The bride walks downthe aisle on her dad’s arm. I get goosebumps as he lovingly places her hand into her fiance’s hands. The energy in the moment is almost palpable. And when they each vow to love each other, care for each other, nurture each other and grow along with each other I realize . . . it’s a sacred moment. I also realize right then and there why Sarah is amazing. This was no cookie-cutter wedding ceremony.  She created the sacredness in a very deliberate way. Those vows were unique to the couple. She learned their story and then wove it together and created space for them to speak their truths to each other. She became privy to real insights into their love, into their ‘why.” They wrote their story, but she shared it. And in doing so, invited all of their friends and family into that story.

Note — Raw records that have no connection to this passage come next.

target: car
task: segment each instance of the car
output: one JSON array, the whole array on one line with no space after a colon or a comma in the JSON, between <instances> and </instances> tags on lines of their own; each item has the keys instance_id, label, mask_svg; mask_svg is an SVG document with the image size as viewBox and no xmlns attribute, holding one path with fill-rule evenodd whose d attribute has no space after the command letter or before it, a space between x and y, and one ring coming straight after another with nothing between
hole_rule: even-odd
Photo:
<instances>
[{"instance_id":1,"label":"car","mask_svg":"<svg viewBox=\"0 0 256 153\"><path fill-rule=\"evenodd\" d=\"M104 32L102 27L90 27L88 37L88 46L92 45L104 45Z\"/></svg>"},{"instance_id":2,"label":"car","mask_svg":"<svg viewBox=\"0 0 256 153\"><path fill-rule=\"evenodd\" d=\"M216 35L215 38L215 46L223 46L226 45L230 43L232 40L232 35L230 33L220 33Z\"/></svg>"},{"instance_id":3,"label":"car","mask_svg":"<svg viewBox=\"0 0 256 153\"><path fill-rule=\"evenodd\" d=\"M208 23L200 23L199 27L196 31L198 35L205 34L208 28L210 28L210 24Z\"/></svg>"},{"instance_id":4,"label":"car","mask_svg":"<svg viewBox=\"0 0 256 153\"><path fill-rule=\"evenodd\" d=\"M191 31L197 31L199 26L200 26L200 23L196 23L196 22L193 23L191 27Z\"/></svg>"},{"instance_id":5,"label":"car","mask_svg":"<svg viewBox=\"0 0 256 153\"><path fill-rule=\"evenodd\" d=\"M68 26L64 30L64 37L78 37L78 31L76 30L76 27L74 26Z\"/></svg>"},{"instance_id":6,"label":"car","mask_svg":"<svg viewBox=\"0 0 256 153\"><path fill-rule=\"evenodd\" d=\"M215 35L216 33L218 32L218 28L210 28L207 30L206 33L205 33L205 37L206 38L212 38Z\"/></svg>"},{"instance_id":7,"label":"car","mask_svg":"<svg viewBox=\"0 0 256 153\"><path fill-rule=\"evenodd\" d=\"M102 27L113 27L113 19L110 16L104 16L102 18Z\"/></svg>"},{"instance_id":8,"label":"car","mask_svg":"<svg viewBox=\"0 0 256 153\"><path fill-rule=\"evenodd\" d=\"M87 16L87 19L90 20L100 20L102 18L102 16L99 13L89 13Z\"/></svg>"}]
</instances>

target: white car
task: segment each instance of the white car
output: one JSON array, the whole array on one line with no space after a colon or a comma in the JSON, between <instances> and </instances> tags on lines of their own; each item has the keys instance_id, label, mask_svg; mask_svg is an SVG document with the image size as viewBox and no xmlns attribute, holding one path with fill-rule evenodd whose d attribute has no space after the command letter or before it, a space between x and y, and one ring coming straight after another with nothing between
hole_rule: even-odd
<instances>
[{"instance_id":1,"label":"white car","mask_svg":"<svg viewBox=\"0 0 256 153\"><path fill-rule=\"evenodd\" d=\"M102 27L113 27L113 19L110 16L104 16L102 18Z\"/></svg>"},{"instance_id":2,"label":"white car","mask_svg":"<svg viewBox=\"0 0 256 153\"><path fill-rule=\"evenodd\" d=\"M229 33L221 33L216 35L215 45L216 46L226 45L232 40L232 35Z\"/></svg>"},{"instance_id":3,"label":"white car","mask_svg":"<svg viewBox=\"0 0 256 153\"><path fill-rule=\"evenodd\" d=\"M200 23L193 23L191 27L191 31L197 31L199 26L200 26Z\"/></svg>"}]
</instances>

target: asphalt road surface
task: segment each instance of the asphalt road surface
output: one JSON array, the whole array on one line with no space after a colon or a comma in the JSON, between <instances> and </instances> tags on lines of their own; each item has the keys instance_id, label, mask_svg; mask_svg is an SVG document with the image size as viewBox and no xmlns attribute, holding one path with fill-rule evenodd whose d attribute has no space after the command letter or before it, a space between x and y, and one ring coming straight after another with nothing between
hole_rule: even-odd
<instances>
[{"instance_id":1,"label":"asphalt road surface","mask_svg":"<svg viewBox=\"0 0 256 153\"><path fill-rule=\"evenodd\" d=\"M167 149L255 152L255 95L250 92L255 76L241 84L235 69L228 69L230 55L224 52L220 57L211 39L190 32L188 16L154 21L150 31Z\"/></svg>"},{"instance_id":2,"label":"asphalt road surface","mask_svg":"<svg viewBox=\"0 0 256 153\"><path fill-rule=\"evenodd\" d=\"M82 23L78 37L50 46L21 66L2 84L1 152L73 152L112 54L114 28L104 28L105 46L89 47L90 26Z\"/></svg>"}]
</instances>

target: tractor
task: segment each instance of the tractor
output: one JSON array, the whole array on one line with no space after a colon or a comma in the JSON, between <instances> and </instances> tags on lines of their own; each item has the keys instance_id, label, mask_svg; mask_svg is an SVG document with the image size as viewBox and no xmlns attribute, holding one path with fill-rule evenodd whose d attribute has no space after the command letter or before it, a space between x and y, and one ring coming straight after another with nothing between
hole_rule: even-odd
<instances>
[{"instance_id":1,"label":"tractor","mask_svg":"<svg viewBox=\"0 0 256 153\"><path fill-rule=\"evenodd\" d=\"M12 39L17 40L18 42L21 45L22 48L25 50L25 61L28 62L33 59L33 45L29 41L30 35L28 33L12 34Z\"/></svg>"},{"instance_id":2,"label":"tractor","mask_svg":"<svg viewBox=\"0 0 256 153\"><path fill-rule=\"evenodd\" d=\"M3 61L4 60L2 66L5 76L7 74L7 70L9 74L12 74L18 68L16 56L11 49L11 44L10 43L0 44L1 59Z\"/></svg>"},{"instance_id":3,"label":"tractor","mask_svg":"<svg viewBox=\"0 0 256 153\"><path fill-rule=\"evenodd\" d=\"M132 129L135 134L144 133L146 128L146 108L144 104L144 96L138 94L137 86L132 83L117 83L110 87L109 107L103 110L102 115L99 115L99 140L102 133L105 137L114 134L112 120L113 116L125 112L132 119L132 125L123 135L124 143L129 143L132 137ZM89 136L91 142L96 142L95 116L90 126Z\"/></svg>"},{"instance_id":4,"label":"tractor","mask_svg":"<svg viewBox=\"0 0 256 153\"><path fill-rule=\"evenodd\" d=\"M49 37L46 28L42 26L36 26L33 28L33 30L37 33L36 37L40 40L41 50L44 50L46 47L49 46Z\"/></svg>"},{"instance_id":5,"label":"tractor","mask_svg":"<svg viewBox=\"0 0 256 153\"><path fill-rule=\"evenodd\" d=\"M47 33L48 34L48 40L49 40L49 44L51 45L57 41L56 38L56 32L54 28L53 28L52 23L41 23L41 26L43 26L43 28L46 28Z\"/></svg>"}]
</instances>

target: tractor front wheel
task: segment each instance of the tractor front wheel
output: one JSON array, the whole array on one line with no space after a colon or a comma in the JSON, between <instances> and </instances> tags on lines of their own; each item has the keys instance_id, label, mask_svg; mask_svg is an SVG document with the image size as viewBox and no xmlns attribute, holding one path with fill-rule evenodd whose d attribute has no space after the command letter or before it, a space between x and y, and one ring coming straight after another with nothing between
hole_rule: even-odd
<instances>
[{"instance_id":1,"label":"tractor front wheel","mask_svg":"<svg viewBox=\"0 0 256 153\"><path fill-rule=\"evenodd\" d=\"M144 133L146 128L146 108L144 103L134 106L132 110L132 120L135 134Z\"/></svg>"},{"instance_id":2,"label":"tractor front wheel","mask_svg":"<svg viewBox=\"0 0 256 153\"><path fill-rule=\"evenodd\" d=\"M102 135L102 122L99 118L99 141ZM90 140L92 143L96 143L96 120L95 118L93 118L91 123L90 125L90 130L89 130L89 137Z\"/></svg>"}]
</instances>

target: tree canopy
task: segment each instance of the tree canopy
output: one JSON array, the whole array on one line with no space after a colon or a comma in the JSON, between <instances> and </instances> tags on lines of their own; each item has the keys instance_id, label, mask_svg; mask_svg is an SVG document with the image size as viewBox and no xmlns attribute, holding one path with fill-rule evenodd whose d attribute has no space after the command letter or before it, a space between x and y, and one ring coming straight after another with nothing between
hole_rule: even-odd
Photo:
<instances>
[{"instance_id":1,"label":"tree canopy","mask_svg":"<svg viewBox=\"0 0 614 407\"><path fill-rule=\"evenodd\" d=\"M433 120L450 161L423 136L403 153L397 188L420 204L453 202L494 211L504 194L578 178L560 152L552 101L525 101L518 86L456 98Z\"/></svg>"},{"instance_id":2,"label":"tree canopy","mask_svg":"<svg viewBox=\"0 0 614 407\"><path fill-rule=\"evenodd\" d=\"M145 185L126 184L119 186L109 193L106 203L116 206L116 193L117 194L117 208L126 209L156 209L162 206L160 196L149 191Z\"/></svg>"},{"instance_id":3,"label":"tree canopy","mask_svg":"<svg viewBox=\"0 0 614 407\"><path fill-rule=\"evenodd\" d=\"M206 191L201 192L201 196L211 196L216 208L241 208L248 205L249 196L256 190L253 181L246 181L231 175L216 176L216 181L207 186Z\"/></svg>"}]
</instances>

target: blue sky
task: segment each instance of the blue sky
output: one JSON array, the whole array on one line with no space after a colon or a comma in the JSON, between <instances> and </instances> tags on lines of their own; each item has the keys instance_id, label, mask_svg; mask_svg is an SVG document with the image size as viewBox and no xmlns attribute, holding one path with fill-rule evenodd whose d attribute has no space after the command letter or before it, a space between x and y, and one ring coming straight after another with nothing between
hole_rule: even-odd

It was a honor to be the intern in the back. I had a vantage point unlike any other. As I observed, I thought about my own experiences. I’ve been married. Twice. I’m 40. My friends and I have all moved from falling in love to creating marriages, pregnancies, surviving toddlers to figuring out midlife. Some of us have even weathered divorce. Most of us have ritualized each of those milestones with weddings, baby showers, happy hours, and get-away trips to heal or rest. So as I watched this beautiful couple, I couldn’t help but weave my own story alongside and into their story. Why? Because that is the nature of ritual and the sacred. I have been in almost every part of this ceremony. I have professed love in the moment with my partner. I have stood by and validated the love between my best friends. I have watched reverently from the pews. I have gone for the hors d’oeuvres and open bar as someone’s plus one. And now, I’m learning how to be the one officiating.

This is the nature of love and ritual and sacredness. As Sarah often says, it is universal even as it is unique. We take these special moments; moments we share across humanity, and mark them in time, mark them as ours. And in these unusual times – unusual for so many reasons – at least we can agree that we need each other. We need connection, shelter, safety, and stories to weave us together.